アルルの女の内容は、お金持ちの家に生まれた青年が、アルルの町で出会った女性に一目惚れをして恋い焦がれながら、結婚が出来ないことを知って、最後は飛び降り自殺をしてしまうという悲劇です。舞台は失敗しましたが、ビゼーの音楽は高く評価されました。

そこで、ビゼーはこの劇付随音楽「アルルの女」27曲から演奏会用に編集し直したのが、「第一組曲アルルの女」です。

自信を取り戻したビゼーは、二年後歌劇「カルメン」を完成させます。
しかし、翌年初演から3ヶ月後敗血症のため36歳の若さで亡くなります。
これからというところで残念です。

ビゼーの死後、友人のエルネスト・ギローが第一組曲と違う曲を選んで編曲したのが、アルルの女第二組曲です。組曲は4曲から成るものですが、あと一曲が決められず、ビゼーの歌劇「美しいパースの娘」からメヌエットを持ってきて3曲めに入れました。
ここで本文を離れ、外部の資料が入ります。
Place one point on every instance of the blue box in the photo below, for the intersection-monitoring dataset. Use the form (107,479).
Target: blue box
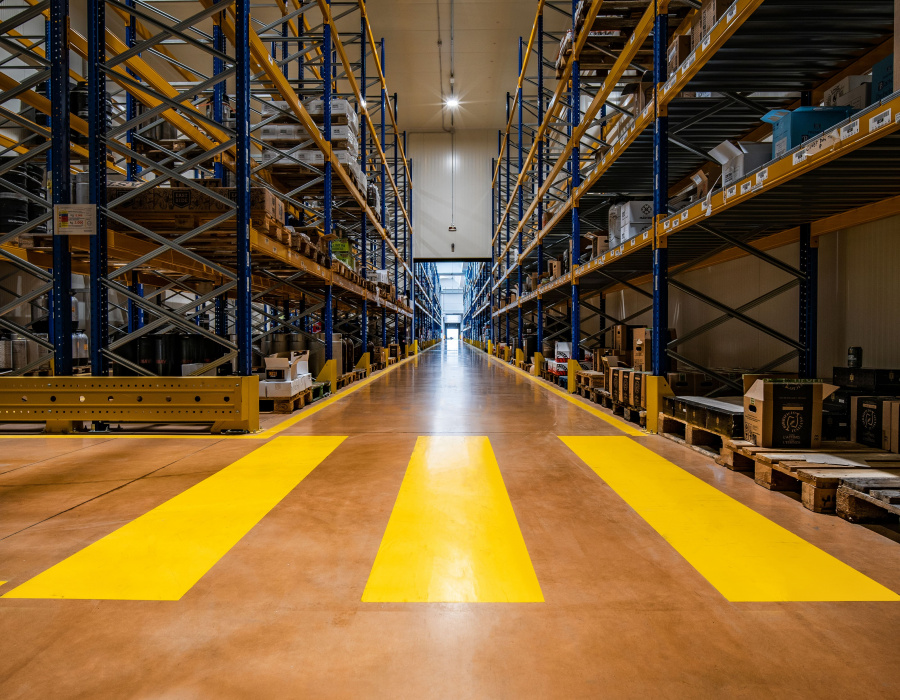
(790,129)
(883,79)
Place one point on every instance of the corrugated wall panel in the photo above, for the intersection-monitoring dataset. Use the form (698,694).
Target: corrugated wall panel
(859,292)
(431,155)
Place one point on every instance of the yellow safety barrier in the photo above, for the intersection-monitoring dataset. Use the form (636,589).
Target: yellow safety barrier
(229,403)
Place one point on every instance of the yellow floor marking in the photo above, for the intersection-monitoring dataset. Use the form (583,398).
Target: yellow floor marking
(571,398)
(262,435)
(453,536)
(162,554)
(744,555)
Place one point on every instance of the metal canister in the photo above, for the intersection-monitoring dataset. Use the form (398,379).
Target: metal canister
(80,348)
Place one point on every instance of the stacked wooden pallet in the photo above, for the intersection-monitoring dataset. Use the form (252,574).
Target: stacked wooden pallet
(858,482)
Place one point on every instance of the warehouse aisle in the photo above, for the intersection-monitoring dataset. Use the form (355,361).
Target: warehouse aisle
(591,562)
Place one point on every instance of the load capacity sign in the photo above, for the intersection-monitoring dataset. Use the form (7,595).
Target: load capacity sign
(75,219)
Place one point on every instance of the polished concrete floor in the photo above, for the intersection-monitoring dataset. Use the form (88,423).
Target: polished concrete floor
(282,613)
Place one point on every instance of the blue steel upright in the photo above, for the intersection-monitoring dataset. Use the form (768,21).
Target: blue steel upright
(60,299)
(364,329)
(328,311)
(659,355)
(383,141)
(521,199)
(97,126)
(243,324)
(575,117)
(540,169)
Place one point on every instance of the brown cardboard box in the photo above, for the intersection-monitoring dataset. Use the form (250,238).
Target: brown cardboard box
(624,396)
(784,413)
(679,49)
(599,245)
(895,427)
(639,389)
(697,30)
(607,364)
(190,200)
(712,11)
(871,418)
(623,337)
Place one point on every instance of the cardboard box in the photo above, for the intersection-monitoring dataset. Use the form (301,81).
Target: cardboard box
(838,91)
(740,158)
(895,426)
(791,129)
(623,395)
(599,245)
(882,381)
(883,79)
(712,11)
(697,30)
(287,366)
(639,388)
(554,268)
(679,49)
(784,413)
(637,212)
(283,389)
(871,419)
(192,200)
(623,337)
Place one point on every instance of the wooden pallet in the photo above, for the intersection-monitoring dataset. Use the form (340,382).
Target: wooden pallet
(638,416)
(285,404)
(320,390)
(867,500)
(699,439)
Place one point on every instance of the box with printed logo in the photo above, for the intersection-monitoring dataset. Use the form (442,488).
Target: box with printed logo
(784,412)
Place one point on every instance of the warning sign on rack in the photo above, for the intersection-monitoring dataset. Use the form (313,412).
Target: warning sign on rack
(75,219)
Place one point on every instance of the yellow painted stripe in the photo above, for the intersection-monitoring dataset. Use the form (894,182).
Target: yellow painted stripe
(453,536)
(626,428)
(744,555)
(162,554)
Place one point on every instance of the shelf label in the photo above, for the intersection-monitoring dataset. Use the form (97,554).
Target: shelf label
(75,219)
(880,120)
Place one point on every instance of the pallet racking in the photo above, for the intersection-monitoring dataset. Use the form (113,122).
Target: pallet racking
(592,145)
(177,99)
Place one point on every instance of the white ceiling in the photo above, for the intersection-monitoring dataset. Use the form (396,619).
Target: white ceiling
(486,34)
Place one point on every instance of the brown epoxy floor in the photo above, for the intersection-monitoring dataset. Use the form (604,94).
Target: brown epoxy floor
(280,615)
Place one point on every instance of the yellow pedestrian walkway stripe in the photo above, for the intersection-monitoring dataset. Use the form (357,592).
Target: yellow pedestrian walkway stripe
(453,536)
(744,555)
(162,554)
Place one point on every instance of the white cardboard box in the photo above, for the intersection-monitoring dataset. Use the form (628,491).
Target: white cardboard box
(283,390)
(284,366)
(849,84)
(740,158)
(636,212)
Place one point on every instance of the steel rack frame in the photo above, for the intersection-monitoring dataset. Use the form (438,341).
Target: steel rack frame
(230,277)
(713,95)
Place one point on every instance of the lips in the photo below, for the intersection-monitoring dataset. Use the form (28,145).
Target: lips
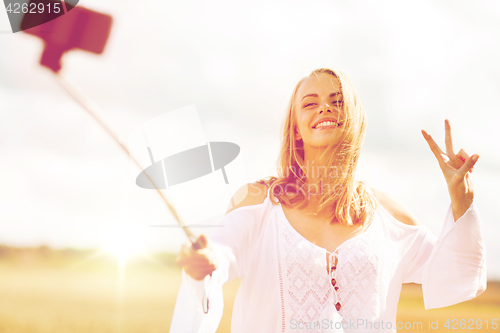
(324,120)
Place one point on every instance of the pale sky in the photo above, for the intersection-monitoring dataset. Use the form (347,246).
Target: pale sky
(65,183)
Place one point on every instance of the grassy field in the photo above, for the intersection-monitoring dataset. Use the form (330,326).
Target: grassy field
(59,291)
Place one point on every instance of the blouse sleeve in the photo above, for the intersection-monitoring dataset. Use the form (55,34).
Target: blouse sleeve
(451,267)
(233,243)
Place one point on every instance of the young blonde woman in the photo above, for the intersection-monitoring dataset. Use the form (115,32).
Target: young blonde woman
(318,251)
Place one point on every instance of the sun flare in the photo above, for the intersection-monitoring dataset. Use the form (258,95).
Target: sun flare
(123,244)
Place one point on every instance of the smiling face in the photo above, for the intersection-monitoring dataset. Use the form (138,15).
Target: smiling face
(319,111)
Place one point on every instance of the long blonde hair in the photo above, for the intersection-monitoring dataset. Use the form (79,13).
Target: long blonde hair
(346,200)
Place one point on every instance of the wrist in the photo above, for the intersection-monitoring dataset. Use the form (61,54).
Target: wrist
(460,206)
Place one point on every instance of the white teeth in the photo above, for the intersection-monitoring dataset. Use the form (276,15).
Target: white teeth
(325,123)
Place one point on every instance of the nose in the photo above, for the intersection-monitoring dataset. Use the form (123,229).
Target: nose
(325,107)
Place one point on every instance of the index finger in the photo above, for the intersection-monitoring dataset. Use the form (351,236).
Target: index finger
(438,153)
(448,139)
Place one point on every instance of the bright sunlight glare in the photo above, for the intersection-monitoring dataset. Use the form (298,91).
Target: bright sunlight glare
(123,242)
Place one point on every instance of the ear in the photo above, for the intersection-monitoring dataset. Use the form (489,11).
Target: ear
(297,135)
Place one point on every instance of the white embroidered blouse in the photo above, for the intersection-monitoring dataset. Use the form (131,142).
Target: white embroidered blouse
(286,286)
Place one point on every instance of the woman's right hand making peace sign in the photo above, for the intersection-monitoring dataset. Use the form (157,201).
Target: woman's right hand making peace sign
(197,263)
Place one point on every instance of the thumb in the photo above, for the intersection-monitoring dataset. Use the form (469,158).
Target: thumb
(200,243)
(203,240)
(468,165)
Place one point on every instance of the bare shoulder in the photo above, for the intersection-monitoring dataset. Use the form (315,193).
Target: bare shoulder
(396,209)
(248,195)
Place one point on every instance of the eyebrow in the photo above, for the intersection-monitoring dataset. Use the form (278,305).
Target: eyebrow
(316,95)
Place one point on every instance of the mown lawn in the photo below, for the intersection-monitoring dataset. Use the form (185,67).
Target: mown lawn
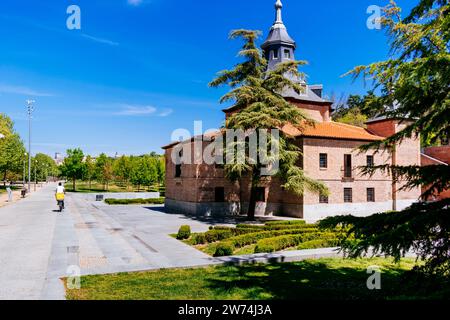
(335,279)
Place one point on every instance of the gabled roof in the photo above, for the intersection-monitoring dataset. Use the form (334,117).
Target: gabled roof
(333,130)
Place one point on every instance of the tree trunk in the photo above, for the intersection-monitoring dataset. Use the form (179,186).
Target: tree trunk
(252,202)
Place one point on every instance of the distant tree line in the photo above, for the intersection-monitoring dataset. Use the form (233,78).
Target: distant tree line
(14,157)
(136,171)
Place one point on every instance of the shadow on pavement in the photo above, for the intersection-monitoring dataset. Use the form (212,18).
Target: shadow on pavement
(213,220)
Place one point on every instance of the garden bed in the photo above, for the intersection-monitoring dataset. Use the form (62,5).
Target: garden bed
(248,239)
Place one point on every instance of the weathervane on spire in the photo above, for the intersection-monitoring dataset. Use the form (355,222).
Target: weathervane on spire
(278,7)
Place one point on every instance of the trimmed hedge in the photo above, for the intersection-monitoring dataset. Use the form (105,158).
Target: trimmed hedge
(318,243)
(250,238)
(198,238)
(217,235)
(134,201)
(287,241)
(290,222)
(275,226)
(184,233)
(224,249)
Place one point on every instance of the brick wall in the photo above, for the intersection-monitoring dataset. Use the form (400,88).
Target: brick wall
(333,175)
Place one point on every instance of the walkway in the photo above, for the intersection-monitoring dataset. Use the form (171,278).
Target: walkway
(39,246)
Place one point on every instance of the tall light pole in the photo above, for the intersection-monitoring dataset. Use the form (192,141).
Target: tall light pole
(24,168)
(30,109)
(35,175)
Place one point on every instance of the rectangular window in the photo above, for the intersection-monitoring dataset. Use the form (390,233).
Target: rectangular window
(260,194)
(370,161)
(323,199)
(348,195)
(178,171)
(323,161)
(370,194)
(348,166)
(219,194)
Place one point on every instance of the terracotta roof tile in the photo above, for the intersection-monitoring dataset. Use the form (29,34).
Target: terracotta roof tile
(333,130)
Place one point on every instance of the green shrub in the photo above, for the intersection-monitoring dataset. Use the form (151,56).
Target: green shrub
(290,222)
(290,226)
(277,243)
(250,238)
(318,243)
(288,241)
(134,201)
(198,238)
(217,235)
(236,231)
(184,233)
(224,249)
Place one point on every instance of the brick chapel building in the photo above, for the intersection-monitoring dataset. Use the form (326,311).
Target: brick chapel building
(330,155)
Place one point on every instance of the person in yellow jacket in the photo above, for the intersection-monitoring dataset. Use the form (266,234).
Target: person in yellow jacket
(60,193)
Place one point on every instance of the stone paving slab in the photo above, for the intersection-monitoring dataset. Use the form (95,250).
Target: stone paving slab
(39,246)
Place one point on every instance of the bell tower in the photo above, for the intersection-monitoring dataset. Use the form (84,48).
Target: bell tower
(279,46)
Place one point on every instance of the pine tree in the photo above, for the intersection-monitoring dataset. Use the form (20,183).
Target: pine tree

こうして、第一組曲、第二組曲合わせて、組曲「アルルの女」完成しました。

ビゼーならではの一度聴いたら忘れることの出来ない第一組曲の前奏曲は有名です。

この曲を聞いていると、色彩豊かな南フランスの感じが伝わってきます。
とても美しい曲ですが、なにか、鮮やかな色の中に紺色が交じる感じもします。この物語が悲劇に向かっていくのを暗示しているようです。
2曲目のメヌエットも名曲です。

でも、この曲を最も有名にしたのが、第二組曲のあの「美しいパースの娘」から持ってきたメヌエットでした。

演奏は、どれか一枚と考えると、この曲の不動の名盤、アンドレ・クリュイタンス指揮、パリ音楽院管弦楽団です。
録音は1964年です。
クリュイタンスはフランスの曲は、とても鮮やかに演奏します。それでいて、自殺する青年の心情も見事に描いていて、僕も長年聞いている愛聴盤です。
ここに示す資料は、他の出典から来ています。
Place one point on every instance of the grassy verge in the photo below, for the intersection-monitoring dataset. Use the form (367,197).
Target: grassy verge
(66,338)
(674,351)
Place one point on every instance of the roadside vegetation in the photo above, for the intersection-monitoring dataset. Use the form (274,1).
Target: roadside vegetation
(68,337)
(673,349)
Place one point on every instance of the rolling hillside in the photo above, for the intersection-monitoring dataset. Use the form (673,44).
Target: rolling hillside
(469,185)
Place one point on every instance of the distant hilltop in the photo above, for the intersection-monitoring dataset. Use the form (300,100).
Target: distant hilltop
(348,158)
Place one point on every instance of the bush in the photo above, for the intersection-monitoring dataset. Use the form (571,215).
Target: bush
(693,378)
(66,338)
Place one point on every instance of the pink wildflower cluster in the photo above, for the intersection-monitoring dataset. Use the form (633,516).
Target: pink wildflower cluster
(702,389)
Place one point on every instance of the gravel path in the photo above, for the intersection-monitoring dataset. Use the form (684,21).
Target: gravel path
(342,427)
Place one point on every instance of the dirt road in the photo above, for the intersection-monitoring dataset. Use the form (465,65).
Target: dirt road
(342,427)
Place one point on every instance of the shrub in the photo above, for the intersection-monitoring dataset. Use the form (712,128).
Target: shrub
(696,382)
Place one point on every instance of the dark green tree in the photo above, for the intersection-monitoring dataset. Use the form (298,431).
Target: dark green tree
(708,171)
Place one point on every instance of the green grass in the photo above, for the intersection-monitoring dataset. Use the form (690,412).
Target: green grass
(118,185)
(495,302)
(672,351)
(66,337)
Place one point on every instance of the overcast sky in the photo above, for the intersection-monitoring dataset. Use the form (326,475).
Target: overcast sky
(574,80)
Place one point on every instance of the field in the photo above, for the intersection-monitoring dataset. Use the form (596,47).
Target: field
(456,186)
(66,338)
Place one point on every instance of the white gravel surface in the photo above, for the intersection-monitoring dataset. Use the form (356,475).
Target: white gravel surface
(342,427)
もう一枚紹介するならば、とても危険な美しさを伴うヘルベルト・ケーゲル指揮ドレスデンフィルハーモニー管弦楽団です。

とても危険です。
身震いするほどの美しさと、それでいて暗さ、死がつきまとっている感じがします。

以前は、入手困難なCDだったそうで、ネットオークションでかなり高額で取引されたようです。

それもわかるような凄絶な演奏です。

僕は、普通にタワレコで500円で購入しました。

ケーゲルは、当時東ドイツの指揮者でしたが、ベルリンの壁崩壊とともに、ピストル自殺していまいます。アルルの女も晩年の演奏なので青年に気持ちを重ねられたのかも知れませんね。
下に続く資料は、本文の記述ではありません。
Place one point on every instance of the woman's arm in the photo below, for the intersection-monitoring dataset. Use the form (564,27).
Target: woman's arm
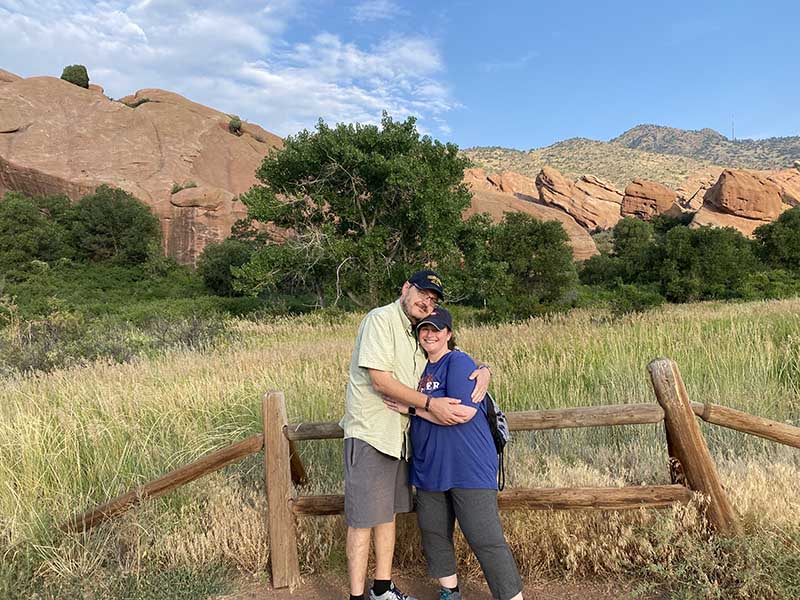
(396,406)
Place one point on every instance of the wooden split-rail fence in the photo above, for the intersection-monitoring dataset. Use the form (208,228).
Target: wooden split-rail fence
(692,467)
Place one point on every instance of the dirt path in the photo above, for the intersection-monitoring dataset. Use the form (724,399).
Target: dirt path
(334,587)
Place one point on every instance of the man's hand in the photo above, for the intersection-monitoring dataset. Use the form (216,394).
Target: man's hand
(481,377)
(395,405)
(449,411)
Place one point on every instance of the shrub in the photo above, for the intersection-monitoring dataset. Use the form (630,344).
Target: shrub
(635,299)
(539,274)
(137,102)
(235,125)
(77,75)
(113,225)
(32,229)
(705,264)
(217,260)
(177,187)
(778,243)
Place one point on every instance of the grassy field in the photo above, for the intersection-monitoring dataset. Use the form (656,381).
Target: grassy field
(76,437)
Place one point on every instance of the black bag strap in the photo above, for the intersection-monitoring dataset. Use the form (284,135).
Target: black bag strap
(501,471)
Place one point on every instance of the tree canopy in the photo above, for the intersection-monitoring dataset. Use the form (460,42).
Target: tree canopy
(364,205)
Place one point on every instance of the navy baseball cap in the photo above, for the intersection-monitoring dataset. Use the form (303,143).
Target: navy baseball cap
(427,280)
(439,318)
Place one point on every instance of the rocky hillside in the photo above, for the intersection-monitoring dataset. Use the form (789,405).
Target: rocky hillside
(661,154)
(578,156)
(177,156)
(711,146)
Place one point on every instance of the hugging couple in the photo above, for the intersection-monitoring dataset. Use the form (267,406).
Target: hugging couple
(415,415)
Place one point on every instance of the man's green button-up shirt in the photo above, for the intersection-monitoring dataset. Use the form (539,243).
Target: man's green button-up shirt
(385,342)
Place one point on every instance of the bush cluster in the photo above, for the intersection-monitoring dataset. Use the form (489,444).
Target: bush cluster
(65,339)
(680,264)
(108,225)
(77,75)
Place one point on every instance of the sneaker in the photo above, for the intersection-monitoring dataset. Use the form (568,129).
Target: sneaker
(392,594)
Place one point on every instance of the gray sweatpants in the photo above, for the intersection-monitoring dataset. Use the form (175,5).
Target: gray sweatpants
(479,519)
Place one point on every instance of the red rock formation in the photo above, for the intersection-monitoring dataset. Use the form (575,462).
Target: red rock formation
(488,198)
(788,181)
(8,77)
(592,202)
(646,199)
(745,194)
(56,137)
(693,189)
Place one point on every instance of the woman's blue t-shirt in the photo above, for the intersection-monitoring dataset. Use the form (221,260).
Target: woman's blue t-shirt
(455,456)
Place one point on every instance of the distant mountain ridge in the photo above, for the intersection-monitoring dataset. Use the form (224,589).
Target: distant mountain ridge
(580,156)
(665,155)
(711,146)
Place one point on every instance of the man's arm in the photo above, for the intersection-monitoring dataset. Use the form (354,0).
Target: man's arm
(422,414)
(481,375)
(448,411)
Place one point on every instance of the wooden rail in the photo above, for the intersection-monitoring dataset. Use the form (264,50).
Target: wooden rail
(181,476)
(532,420)
(688,445)
(174,479)
(690,461)
(615,498)
(783,433)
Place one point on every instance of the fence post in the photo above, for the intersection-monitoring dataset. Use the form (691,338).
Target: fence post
(688,445)
(278,479)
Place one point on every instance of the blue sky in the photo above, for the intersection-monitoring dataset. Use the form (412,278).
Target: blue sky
(514,74)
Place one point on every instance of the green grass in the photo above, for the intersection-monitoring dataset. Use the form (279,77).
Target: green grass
(76,437)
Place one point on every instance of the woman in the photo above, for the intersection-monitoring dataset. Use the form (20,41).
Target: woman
(455,470)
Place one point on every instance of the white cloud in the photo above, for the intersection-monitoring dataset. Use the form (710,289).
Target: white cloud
(376,10)
(232,55)
(509,64)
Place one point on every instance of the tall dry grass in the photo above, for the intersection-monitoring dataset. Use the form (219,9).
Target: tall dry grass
(73,438)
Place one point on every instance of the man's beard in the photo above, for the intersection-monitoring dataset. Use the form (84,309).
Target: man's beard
(405,304)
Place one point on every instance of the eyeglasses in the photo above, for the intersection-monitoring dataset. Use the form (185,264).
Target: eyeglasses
(429,297)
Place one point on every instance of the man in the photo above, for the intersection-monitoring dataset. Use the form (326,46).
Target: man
(387,360)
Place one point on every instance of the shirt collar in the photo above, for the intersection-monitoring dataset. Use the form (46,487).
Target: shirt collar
(404,317)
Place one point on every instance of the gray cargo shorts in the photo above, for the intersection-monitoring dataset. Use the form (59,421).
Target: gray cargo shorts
(375,485)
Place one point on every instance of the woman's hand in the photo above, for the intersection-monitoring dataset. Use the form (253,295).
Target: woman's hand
(481,377)
(395,405)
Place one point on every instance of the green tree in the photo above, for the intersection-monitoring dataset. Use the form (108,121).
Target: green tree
(633,247)
(778,243)
(32,229)
(472,274)
(217,261)
(705,263)
(111,224)
(364,206)
(77,75)
(540,273)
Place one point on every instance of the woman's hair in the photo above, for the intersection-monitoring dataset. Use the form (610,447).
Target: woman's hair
(451,343)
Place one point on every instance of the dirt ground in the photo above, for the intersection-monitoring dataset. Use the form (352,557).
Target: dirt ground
(334,587)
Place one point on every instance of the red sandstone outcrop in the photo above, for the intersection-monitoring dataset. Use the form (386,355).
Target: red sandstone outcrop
(489,198)
(788,181)
(514,183)
(691,192)
(8,77)
(592,202)
(646,199)
(745,194)
(56,137)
クラシック音楽初心者でも、とても聴きやすく、メロディも美しい「アルルの女」を紹介しました。僕もこの曲で、ビゼーを知りましたが、ここから、歌劇「カルメン」に入っていきました。
といういことで、ビゼーはオペラ入門の道でもあるんですね。

また別の機会に「カルメン」を紹介したいと思います。